Para o especialista em redes digitais, "não é de se estranhar" que Elon Musk tenha decidido atacar as decisões do judiciário brasileiro, afinal ele é um dos principais CEOs do Vale do Silício,”que aderiu às posições neo-reacionárias", e é "amigo e sócio do Peter Thiel, que é o grande financiador da extrema direita trumpista e norte-americana". O sociólogo explica que há "uma guinada de neoliberais" no mundo para aderir a ações antidemocráticas. 

“A verdade é que se ele desrespeitar o judiciário brasileiro, ele está desrespeitando decisões que vão ter, na verdade, consequências muito fortes contra a plataforma dele. Ele vai ter que recuar, porque o Brasil não é o quintal do Elon Musk. O Brasil tem Constituição, não tem termos de uso. Nós não estamos a serviço dos interesses desses megabilionários", finaliza Sérgio Amadeu. 

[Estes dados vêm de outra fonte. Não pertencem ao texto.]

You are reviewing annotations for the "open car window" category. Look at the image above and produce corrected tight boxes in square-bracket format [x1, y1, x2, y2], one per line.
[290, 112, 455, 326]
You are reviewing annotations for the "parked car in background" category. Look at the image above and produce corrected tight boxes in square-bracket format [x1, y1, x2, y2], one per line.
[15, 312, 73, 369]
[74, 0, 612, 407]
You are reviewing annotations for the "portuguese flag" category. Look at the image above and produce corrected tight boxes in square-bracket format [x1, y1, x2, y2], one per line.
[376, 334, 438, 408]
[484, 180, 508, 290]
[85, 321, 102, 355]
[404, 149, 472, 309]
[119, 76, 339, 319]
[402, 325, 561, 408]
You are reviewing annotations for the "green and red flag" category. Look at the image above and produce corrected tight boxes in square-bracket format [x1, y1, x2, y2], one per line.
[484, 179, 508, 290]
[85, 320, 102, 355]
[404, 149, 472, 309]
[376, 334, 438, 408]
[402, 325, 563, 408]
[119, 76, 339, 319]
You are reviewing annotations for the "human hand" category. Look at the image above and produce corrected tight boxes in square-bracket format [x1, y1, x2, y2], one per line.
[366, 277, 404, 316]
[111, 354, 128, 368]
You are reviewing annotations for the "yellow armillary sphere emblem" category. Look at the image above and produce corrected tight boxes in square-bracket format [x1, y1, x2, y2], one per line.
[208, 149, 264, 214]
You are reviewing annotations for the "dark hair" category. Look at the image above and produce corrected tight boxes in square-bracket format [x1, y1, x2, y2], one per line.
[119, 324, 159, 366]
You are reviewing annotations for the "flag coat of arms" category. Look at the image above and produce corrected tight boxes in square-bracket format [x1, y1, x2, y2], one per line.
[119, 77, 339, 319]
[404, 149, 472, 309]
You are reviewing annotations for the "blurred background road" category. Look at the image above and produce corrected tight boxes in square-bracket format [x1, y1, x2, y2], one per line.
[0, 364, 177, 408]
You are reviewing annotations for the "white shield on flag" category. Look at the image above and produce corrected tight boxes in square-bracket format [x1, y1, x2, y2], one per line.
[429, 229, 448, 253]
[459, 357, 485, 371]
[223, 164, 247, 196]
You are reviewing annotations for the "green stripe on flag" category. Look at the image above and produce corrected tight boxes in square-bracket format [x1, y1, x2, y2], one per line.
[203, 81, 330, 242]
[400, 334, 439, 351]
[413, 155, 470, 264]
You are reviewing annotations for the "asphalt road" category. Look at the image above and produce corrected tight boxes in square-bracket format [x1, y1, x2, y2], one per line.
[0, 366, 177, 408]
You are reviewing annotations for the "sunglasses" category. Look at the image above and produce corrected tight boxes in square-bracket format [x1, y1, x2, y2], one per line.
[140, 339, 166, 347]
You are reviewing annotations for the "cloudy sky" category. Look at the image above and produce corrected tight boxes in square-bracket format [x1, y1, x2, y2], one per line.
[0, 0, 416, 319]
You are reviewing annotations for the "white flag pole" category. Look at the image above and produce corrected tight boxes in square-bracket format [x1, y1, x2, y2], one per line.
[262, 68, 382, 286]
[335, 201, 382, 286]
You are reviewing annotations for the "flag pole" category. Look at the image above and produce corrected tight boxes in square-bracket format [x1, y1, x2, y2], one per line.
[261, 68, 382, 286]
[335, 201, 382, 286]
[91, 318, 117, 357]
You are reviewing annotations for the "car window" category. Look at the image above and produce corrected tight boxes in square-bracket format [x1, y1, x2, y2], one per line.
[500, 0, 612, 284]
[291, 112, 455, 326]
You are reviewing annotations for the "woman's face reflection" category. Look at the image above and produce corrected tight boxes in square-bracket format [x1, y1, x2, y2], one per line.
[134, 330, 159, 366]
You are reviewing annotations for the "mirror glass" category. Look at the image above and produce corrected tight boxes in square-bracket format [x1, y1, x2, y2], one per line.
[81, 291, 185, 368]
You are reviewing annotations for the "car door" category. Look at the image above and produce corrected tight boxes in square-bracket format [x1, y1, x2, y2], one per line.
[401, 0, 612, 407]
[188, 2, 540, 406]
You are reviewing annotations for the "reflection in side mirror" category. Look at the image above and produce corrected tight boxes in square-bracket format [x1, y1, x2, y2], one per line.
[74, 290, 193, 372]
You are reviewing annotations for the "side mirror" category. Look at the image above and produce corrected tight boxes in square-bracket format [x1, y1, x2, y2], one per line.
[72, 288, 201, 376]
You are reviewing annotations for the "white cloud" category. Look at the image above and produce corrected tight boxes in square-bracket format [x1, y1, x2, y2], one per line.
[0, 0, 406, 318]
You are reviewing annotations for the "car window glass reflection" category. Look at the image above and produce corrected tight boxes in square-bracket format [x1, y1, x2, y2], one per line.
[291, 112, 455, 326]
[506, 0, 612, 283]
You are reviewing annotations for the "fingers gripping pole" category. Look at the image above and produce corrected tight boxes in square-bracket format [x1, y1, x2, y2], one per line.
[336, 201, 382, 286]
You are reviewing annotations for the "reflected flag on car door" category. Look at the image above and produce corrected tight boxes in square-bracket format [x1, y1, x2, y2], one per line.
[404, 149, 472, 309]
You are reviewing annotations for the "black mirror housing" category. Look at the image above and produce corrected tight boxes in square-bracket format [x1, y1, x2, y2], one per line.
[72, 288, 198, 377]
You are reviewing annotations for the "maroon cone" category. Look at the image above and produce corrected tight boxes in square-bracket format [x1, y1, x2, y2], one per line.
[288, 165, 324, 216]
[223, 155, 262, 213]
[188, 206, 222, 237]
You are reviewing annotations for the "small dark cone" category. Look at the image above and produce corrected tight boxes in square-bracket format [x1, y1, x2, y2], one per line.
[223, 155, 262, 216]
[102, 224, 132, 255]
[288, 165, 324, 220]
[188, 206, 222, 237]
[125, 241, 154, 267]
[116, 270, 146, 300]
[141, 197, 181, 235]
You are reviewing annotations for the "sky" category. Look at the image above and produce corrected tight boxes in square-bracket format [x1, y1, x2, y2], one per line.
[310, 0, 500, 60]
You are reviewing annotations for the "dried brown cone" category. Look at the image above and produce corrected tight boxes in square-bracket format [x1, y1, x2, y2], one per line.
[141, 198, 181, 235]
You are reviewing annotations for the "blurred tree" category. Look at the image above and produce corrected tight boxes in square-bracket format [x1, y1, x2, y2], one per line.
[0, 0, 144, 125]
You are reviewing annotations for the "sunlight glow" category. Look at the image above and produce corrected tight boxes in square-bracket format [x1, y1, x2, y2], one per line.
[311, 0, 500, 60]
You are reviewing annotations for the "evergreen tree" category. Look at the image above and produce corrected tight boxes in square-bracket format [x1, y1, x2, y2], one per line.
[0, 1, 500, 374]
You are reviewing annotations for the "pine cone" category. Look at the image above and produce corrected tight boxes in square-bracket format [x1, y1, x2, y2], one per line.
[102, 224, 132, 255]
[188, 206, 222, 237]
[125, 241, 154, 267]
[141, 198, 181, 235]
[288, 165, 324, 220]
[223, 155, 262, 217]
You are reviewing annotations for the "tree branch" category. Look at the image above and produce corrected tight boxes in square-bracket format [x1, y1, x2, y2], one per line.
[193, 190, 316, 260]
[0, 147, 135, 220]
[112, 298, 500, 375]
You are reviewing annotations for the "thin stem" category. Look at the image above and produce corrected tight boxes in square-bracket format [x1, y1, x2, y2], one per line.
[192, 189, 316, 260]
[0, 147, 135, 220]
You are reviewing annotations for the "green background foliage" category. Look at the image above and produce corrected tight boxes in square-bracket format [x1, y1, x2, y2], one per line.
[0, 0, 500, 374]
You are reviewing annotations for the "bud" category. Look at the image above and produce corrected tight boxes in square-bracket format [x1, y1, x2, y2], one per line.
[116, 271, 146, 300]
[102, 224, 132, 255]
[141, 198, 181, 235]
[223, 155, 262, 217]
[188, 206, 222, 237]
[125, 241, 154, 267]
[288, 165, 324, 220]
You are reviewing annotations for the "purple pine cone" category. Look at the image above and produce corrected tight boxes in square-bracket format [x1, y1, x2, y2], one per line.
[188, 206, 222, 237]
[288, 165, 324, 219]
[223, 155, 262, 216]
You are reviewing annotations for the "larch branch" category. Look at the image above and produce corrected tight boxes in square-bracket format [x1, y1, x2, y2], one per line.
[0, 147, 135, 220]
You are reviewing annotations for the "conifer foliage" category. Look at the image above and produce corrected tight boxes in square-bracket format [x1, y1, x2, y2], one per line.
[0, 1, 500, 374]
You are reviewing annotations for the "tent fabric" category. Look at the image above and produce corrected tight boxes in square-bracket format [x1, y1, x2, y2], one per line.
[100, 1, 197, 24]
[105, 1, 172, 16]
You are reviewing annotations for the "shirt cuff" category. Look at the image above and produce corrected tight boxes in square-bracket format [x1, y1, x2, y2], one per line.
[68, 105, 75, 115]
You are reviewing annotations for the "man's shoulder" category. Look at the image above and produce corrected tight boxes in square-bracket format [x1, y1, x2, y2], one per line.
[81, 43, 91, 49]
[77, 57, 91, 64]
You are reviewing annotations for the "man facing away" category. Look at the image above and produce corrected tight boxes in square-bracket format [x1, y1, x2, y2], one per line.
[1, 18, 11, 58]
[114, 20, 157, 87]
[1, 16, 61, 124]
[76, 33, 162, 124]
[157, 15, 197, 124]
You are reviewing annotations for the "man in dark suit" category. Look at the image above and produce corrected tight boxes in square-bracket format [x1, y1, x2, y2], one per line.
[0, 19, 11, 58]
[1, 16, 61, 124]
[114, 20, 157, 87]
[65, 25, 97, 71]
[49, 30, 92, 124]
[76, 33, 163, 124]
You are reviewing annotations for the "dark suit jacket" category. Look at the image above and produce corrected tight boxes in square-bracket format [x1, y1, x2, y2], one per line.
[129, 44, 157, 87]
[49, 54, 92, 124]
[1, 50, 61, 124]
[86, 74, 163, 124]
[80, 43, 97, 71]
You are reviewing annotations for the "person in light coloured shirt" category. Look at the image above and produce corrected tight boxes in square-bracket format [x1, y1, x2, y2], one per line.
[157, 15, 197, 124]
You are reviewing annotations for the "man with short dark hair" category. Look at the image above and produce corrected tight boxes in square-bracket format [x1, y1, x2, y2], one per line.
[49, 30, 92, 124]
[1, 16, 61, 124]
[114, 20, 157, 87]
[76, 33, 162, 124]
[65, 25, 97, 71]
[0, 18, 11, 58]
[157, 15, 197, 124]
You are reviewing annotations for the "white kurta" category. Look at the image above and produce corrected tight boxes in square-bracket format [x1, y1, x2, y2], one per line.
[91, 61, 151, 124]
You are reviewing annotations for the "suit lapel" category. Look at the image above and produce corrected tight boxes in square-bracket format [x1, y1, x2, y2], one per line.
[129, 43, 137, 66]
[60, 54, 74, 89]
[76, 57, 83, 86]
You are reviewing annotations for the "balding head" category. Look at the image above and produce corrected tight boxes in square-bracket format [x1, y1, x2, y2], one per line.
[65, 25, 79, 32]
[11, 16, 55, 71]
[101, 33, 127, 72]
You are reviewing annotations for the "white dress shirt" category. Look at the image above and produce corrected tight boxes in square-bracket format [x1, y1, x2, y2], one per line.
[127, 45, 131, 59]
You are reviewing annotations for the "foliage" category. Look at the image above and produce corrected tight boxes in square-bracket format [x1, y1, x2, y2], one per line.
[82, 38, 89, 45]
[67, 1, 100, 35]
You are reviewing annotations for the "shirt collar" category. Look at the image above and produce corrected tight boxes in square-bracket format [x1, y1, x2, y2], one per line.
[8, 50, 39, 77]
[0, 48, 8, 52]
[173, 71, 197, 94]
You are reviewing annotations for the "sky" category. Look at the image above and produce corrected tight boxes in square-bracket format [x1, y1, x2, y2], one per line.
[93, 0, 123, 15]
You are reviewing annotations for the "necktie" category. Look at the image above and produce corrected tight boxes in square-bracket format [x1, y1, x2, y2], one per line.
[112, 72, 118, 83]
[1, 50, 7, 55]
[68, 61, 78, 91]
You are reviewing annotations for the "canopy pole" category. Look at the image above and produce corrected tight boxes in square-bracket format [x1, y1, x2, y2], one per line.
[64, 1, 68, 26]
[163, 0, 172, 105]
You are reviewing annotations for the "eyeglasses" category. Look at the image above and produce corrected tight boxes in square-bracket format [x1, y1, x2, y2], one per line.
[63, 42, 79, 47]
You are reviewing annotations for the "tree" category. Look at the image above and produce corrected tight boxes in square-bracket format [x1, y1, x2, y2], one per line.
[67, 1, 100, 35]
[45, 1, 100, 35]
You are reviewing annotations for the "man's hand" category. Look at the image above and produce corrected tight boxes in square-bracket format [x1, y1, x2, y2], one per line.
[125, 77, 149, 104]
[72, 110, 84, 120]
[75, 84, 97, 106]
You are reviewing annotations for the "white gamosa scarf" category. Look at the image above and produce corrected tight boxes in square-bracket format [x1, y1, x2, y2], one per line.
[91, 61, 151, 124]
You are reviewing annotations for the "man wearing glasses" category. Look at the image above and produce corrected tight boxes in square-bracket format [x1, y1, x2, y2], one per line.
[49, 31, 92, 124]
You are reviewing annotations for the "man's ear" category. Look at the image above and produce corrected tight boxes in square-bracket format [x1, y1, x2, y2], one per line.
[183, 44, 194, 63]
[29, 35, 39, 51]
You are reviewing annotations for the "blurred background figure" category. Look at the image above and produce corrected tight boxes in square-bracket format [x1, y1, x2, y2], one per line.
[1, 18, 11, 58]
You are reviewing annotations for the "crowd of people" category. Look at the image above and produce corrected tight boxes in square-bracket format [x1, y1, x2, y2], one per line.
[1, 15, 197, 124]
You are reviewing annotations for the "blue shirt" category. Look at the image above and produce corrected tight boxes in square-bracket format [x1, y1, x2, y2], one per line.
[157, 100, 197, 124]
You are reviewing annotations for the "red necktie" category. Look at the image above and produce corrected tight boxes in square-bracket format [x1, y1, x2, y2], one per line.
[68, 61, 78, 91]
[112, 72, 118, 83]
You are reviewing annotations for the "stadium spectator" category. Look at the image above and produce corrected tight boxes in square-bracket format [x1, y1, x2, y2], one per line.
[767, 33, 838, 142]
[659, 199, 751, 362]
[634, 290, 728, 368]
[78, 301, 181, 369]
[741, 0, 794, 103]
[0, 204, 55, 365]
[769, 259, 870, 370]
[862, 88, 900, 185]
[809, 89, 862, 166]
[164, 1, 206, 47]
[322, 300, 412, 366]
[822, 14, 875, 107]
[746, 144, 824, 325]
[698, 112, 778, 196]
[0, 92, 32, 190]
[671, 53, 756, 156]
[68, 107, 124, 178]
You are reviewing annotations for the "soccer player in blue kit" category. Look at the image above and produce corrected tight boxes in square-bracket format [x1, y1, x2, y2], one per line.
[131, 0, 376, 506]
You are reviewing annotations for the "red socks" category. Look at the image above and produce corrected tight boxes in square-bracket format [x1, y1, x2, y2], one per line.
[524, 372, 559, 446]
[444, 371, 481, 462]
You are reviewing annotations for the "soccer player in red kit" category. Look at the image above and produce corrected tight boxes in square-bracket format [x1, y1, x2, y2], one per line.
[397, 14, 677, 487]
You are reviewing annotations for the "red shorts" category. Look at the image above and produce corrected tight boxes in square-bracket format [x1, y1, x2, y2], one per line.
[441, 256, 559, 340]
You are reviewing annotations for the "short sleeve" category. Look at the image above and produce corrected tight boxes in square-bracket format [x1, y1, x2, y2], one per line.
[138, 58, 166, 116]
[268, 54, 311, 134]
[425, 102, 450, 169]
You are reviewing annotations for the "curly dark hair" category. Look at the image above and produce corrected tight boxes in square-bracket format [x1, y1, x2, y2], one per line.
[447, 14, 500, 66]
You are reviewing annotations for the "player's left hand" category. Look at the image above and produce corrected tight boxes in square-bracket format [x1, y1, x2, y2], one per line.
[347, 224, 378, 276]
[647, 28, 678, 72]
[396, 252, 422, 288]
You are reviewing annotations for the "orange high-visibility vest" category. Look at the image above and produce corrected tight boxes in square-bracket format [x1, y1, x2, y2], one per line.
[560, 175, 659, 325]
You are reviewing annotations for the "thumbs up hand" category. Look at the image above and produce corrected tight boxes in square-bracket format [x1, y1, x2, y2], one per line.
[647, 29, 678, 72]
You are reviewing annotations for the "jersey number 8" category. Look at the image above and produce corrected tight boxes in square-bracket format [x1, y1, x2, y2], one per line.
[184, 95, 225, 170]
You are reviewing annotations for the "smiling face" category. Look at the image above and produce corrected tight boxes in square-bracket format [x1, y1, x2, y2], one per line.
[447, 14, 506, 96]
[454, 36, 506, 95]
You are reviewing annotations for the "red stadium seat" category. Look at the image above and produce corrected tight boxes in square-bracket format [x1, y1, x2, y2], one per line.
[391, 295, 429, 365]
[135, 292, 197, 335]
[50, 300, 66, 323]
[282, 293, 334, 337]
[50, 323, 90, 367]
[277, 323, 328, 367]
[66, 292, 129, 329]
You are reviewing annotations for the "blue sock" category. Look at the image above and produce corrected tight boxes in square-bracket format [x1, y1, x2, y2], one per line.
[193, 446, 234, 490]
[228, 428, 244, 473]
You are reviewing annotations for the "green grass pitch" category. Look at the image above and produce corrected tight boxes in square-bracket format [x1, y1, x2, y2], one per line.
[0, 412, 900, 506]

Regulação das redes e os interesses privados internacionais 

Também em entrevista à Fórum, a jornalista Renata Mielli, coordenadora do Comitê Gestor da Internet no Brasil (CGI), órgão vinculado ao Ministério da Ciência e Tecnologia responsável por estabelecer diretrizes estratégicas relacionadas ao uso e desenvolvimento da internet no país, analisou que os ataques de Elon Musk à Justiça brasileira fazem parte de uma estratégia que consiste em "minar a confiança e a credibilidade das iniciativas internacionais que estão relacionadas à regulação das plataformas digitais e ao enfrentamento à desinformação, ao discurso de ódio e a conteúdos que atacam a integridade de processos eleitorais em vários países do mundo".

Segundo Renata, o bilionário pretende interditar o debate sobre regulação das redes sociais, proposta que está inserida no  Projeto de Lei 2.630/2020, conhecido como PL das Fake News, cuja tramitação foi interrompida pelo presidente da Câmara, Arthur Lira (PP-AL), em meio à investida de Musk. 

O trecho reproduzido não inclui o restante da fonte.